L.A. Clipper Montrezl Harrell builds a stellar sneaker collection — one rare pair at a time
The ancient Greek philosopher Heraclitus once observed that “no man ever steps in the same river twice.” Were Heraclitus alive today — and a fan of the Los Angeles Clippers — he would undoubtedly appreciate the sneaker game of Montrezl Harrell, who has made it a personal goal to never step onto the basketball court in the same pair of sneakers twice.
In each half of this NBA season’s 82 regular season games, the Clippers forward has (or will) lace up a different pair of often colorful and cartoon-character-festooned sneakers — without repeating a single pair. And, with a collection that is currently around 3,000 pairs strong, he could continue to roll that way for roughly 17 more seasons before having to step back into the same river of shoes.
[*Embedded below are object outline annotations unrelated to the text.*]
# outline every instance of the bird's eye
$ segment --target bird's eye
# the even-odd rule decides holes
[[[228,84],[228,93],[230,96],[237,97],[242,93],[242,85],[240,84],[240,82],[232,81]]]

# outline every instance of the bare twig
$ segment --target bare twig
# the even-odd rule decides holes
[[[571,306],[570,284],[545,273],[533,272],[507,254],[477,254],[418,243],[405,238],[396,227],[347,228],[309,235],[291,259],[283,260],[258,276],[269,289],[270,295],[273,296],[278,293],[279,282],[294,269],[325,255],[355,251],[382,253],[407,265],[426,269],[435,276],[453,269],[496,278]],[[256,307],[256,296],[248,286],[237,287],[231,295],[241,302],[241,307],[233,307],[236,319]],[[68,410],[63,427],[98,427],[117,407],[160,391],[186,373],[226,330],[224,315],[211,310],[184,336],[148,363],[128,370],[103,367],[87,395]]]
A shoe game of that magnitude takes some organization and, during a mid-January tour of the shoe closets — there are two of them — in his Westchester home, the enthusiastic sneaker collector explained his game plan.
“Down here, I have a good 400 to 500 [pairs],” Harrell said of the downstairs space that, in a more typical home, would be used as an office or a bedroom but here is a staging ground for shoes that are either queued up and waiting to be worn this season or already have been.
A pair of Dwyane Wade’s Li-Ning Way of Wade sneakers (autographed “with love and respect” by the Miami Heat player) was in the mix. So were a pair of Reebok Pumps (a gift from Dee Brown, who put that shoe memorably on the map during the 1991 All-Star weekend) and a pair of Air Jordan XX9s customized to include characters from “The Simpsons.”
“I actually had these done last year when the color restrictions were still on,” Harrell said. “So that’s why one shoe is red and one is blue.” He explained that Bellflower shoe customizer Kickstradomis had the idea to make the shoes Clipper colors (they’d started as a lighter shade of blue), but the cartoon characters were Harrell’s concept.
“I’m really big into the ’90s cartoons that I liked watching as a kid,” he said. “So that’s why, on a lot of my shoes, you’ll see cartoons [such as] Homer Simpson, Johnny Bravo [and] SpongeBob SquarePants.”
The other roughly 2,500 pairs in Harrell’s collection live upstairs, stacked neatly floor-to-ceiling in plastic bins or the original shoe boxes. “I love all of my collection,” he said, “but these were the ones I worked harder to get my hands on, [and] some, I haven’t even put on.”
To prove his point, Harrell pulled one of his most prized pairs from a box and held them aloft. “These are called the [Air Jordan] Rising Sun 12s,” he said. “I actually came upon them in college.”
He considers them one of the crown jewels of his collection, he said, because they weren’t easy to come by. “I enjoy the thrill of the hunt, the actual research of the shoe,” Harrell said, adding that general-release shoes — as in the kind anyone could walk off the street and buy at Footlocker — hold little interest for him.
Instead, he prefers to find shoes through either the small network of sneakerheads he trusts (knockoffs are always a problem, he said, so he’s also learned to check the stitching and other subtle details) — or go-to sneaker boutiques in cities he visits for away games.
“I take along an empty suitcase because I know I’m probably going to come back with eight to 10 pairs of shoes, easily,” he said. “I go to a lot of boutiques in New York. I’ve got one in Houston I like to stop at. There used to be one in Phoenix, and there’s one in Portland. I’m fortunate enough to live out here in L.A. where there’s a number of different places like Flight Club, Solestage, Rif, CoolKicks — that’s four right there.”
Harrell said that he’s been stepping up his on-court shoe game long before this season’s rule change, but the lifting of the color restrictions have made him feel a little bit like a kid in a candy shop when it comes time to pick the kicks he’ll wear during an upcoming game.
“I walk into this room,” he said, standing ankle deep in a river of sneakers in the downstairs closet. “I look around and am like, ‘I got some AND1s over here. Do I want to put them on today?’ ”
Heading out of town for a road game requires a tiny bit of advance planning but, for home games, it’s usually a last-minute decision when it comes to his footwear, he said.
“When we get home from shoot-around, that’s usually when I pick ... And, honestly, I just come in here and get a feeling,” Harrell said. “I love shoes. I love finding them — and the search and the hunt for them.”